Oops. I led you astray with "catch." I didn't mean try-catch.
ccalls don't throw Julia errors. There might be something in the C API for handling errors. Or we might need to look at the status and do something different if it didn't solve correctly.
Thanks for the clarification.
FWIW, my debugging suggests that for the error above we actually never hit any code after the solve line. So there is no way to look at the status on the Julia end.
If PATH is aborting ungracefully, then there's not much we can do. I do wonder if using an explicit workspace would fix things though.
~~Are you aware if the API in Path.h is preferred / more recent than the on in MCP_Interface.h?~~
Nevermind, I guess they are totally doing different things. I'll try and see if a workspace helps. Thanks for the suggestions
I implemented the workspace feature and it indeed seems to change the behavior.

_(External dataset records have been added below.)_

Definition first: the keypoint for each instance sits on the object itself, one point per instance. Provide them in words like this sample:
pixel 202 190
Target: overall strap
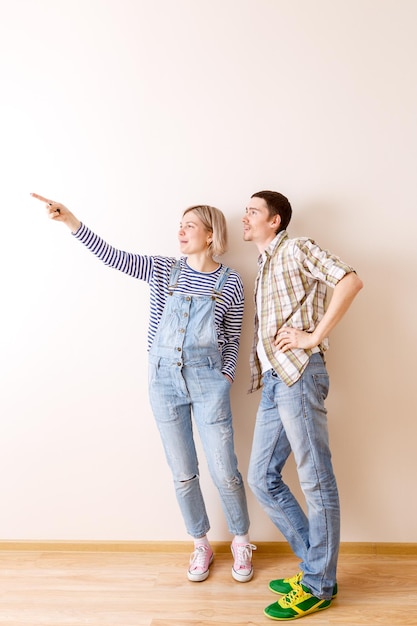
pixel 218 287
pixel 174 275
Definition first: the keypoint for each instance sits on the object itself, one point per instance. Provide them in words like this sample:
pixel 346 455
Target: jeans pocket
pixel 321 383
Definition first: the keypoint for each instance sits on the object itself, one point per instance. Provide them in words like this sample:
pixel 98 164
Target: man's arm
pixel 343 295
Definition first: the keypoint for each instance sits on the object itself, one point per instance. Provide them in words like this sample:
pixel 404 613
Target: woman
pixel 195 324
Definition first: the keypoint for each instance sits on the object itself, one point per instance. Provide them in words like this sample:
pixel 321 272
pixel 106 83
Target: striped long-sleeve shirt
pixel 155 271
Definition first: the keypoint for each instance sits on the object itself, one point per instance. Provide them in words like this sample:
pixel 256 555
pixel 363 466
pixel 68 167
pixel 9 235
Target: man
pixel 292 324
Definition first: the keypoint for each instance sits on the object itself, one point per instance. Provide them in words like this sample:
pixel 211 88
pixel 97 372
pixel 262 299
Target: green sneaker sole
pixel 276 612
pixel 282 587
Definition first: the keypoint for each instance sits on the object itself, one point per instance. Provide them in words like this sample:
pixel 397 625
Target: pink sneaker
pixel 200 561
pixel 242 569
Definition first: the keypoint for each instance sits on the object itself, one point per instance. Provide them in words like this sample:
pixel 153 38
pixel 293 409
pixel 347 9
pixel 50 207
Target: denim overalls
pixel 185 377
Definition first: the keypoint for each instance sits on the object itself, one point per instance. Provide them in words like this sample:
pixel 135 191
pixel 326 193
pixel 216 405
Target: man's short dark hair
pixel 277 205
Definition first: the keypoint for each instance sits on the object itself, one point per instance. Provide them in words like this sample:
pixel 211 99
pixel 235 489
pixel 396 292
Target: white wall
pixel 129 111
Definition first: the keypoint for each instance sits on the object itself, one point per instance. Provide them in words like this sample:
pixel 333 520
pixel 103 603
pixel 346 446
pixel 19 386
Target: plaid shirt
pixel 294 275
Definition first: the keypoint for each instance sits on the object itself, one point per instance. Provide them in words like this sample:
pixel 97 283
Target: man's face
pixel 258 226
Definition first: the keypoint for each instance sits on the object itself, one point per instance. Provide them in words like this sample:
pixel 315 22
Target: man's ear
pixel 276 221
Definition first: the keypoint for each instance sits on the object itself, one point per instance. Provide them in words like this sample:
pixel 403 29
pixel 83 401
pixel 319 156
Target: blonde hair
pixel 215 222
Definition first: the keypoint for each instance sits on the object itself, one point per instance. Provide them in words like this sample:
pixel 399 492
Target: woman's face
pixel 193 236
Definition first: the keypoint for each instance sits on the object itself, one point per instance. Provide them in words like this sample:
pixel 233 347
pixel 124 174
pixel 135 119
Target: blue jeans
pixel 295 419
pixel 198 389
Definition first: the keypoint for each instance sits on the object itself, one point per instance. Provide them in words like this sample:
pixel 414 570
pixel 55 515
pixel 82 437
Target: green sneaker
pixel 285 585
pixel 297 603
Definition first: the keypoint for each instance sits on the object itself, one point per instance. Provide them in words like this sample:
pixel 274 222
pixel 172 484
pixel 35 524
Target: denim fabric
pixel 294 418
pixel 185 382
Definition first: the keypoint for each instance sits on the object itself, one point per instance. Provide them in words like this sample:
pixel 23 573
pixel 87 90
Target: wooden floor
pixel 146 589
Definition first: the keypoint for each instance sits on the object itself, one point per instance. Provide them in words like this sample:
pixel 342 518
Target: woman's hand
pixel 59 212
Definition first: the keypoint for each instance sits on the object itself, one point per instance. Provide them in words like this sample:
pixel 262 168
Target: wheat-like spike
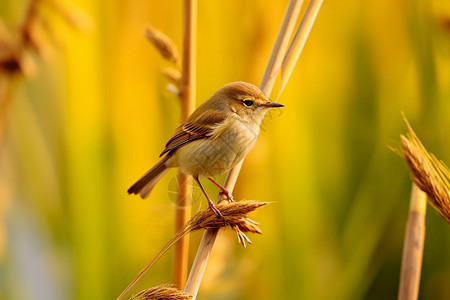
pixel 161 292
pixel 234 215
pixel 430 174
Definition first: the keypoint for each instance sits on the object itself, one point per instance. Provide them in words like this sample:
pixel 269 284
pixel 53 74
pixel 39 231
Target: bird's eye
pixel 248 102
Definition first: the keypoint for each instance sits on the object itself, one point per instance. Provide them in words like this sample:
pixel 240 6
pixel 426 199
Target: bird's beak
pixel 273 104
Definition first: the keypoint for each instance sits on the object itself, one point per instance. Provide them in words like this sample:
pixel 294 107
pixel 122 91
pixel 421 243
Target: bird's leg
pixel 223 190
pixel 211 204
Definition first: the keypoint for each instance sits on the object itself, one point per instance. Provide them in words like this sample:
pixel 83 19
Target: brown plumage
pixel 218 134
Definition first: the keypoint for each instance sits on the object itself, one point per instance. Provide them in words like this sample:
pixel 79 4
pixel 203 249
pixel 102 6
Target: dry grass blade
pixel 296 47
pixel 431 175
pixel 161 292
pixel 163 44
pixel 234 215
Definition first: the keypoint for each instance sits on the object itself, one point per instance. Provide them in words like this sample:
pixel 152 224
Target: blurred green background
pixel 96 115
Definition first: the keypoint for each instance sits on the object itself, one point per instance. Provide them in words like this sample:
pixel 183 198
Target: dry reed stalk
pixel 165 46
pixel 161 292
pixel 266 85
pixel 281 44
pixel 187 95
pixel 234 215
pixel 296 47
pixel 413 246
pixel 430 174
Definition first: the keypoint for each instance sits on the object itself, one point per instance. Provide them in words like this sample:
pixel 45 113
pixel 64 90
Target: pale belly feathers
pixel 215 156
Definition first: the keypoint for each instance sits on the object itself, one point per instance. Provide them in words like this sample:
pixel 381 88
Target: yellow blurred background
pixel 96 113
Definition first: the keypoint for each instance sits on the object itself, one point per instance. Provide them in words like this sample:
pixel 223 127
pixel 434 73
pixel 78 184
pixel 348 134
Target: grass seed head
pixel 430 174
pixel 163 44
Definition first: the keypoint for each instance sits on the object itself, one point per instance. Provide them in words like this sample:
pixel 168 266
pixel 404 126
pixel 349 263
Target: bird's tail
pixel 145 185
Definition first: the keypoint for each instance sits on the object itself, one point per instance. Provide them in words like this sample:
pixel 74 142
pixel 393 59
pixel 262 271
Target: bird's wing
pixel 198 128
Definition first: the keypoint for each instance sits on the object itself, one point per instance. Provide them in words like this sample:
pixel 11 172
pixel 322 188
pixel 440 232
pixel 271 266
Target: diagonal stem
pixel 266 85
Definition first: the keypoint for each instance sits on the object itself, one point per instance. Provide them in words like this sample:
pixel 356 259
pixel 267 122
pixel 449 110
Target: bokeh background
pixel 96 113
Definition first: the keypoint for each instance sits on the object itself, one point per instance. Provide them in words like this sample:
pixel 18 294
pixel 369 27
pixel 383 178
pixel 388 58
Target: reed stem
pixel 413 246
pixel 188 84
pixel 272 68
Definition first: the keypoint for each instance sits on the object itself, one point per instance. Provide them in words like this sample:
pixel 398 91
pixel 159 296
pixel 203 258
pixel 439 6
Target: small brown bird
pixel 218 135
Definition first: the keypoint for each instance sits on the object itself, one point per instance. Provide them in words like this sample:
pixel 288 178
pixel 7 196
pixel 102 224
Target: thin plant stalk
pixel 266 85
pixel 188 84
pixel 413 246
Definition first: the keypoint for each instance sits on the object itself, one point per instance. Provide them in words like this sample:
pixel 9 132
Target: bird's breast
pixel 209 157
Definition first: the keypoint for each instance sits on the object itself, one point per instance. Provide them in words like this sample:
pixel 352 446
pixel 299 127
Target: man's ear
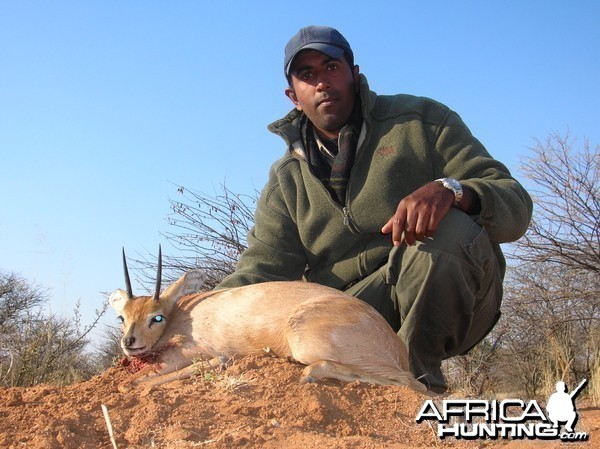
pixel 291 94
pixel 355 73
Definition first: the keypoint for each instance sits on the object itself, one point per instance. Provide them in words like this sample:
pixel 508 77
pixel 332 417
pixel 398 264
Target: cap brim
pixel 330 50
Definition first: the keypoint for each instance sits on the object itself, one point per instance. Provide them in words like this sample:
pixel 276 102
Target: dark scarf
pixel 334 172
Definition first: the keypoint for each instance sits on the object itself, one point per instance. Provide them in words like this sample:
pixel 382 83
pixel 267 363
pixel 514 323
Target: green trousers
pixel 441 296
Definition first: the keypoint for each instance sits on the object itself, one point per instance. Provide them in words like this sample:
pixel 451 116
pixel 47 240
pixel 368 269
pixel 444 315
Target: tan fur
pixel 336 335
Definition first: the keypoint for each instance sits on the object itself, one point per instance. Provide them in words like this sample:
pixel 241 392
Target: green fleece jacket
pixel 300 232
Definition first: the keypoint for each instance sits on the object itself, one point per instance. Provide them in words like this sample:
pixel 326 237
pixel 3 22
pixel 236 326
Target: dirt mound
pixel 256 403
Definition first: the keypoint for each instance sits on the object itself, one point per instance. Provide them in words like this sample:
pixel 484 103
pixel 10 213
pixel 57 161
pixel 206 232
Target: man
pixel 389 198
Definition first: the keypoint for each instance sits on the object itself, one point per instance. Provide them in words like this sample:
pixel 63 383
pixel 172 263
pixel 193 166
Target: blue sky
pixel 106 107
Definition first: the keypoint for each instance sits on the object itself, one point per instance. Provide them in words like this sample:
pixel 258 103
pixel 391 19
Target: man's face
pixel 324 89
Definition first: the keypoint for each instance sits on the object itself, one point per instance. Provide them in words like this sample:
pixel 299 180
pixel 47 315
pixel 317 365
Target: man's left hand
pixel 419 214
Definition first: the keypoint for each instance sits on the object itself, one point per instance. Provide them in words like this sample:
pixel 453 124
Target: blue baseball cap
pixel 326 40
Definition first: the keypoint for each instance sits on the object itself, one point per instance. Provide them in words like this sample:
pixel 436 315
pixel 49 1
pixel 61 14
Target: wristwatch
pixel 453 185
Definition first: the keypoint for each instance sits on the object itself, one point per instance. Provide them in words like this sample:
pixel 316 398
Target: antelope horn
pixel 158 274
pixel 127 280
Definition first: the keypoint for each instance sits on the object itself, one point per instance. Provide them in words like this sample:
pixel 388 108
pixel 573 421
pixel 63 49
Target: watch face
pixel 454 184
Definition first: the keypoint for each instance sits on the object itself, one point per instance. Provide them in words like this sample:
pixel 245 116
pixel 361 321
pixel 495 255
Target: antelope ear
pixel 117 300
pixel 189 283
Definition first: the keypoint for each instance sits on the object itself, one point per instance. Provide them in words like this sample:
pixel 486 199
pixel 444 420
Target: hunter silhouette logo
pixel 507 419
pixel 561 406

In my setting, unfortunately, it now reliably crashes with the error reported above. So from that observation one can only conclude that workspace allocation changes the behavior of the first run (which seems scary in itself). It remains unclear if subsequent runs are now independent from one another because I never get to a second run with my original reproducer. I'll try to poke a bit more before I submit a PR.
~~Update: Even with the workspace feature I'm seeing the same problem of getting different solutions depending on which problem PATH has been invoked on before~~ (see below)
Another update on this front: the reported source of non-determinism in #71 was almost surely a mistake on my side because I am wrapping the path solver in another struct whose RNG I forgot to reset. So I'm fairly confident that that that was a fluke. The issue with error above persists, however.
Are you using PATH with JuMP? Or directly? Do you have a reproducible example?
I'm calling PATHSolver.solve_mcp directly in a fashion similar to what I published here. Unfortunately, I don't have a reproducible example that seems shareable. The only context in which I was able to reproduce the issue so far was in long-running simulation of code that I'm unable to share at this point. If you are keen, I can share a private repo but even there it takes ~5min compilation/setup to get to the error. I will keep trying to isolate a simple MCP that triggers this.
It'd be interesting to revisit this on the PATHSolver#master with the new options I've been adding:
https://github.com/chkwon/PATHSolver.jl/blob/606c5f271a6f3ac3d00ce3660ec83a93cc87841a/src/C_API.jl#L716-L727
Nice! Thank you for adding all those great features. I'll give this a spin -- ideally this weekend -- and post an update here!
Quick update: I'll probably have to get back to this in early February. Sorry for the delay.
There have been a bunch of updates since this issue, but without a reproducible example there's not much we can do.
I'm closing for now, but please re-open if you have a reproducible example on the latest version.